Because of the way our culture eats, many of us are insulin resistant. Here's how this works. When we eat, our body breaks down the food into glucose, which is used for energy. When we refer to "blood sugar", we are really referring to "blood glucose". After a meal it rises, and what you eat determines how much it rises. If you eat a meal high in protein, fat and vegetables, it will stay relatively stable. If you eat a meal high in sugar, refined grains, and other processed foods, it will spike drastically. When it rises, the pancreas releases insulin in order to process the glucose into energy.

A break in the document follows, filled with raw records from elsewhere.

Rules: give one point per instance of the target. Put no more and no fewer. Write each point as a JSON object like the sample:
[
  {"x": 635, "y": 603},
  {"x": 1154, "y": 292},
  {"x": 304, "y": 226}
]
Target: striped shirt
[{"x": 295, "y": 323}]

If you consistently eat a diet full of high glycemic index foods such as the ones listed above, your pancreas will flood your system with insulin, but your cells eventually become resistant to the effects of insulin. This means more and more insulin is needed to achieve the same effect. This also means that your blood sugar is constantly soaring and crashing. When your blood sugar drops, you may crave foods that will make it spike, such as sugar and refined foods - the exact foods you should avoid. The cycle continues, and finally, so much glucose builds up in the bloodstream that your body becomes susceptible to diabetes. In 2007, the US Department of Health and Human Services estimated that 1 in 4 US adults aged 20 or over had pre-diabetes: a condition in which blood glucose levels are higher than normal. Excess glucose in the blood can also cause kidney damage and blindness.
Are you wondering whether you may have insulin resistance? You may have low blood sugar, and the corresponding symptoms: fatigue, dizziness, carb/sweet cravings, agitation/jitteriness, abdominal bloating, depression, increased fat.
Fortunately, insulin resistance AND pre-diabetes can be reversed by eating whole, unprocessed foods and eating moderate amounts. Focus on protein and vegetables. It is important to remember that fats stabilize your blood sugar, so please do not avoid them. Any grain you eat should be a whole grain: think brown rice, quinoa, oats (not the instant kind!), millet, buckwheat. Just because a bread is brown doesn't mean it's whole wheat, by the way!
Exercising can also help with insulin resistance by reducing blood glucose. According to one 2009 study, combining strength resistance and aerobic exercise was optimal for reducing insulin resistance. If you have full blown diabetes, exercise should be at the mild to moderate level, at least initially.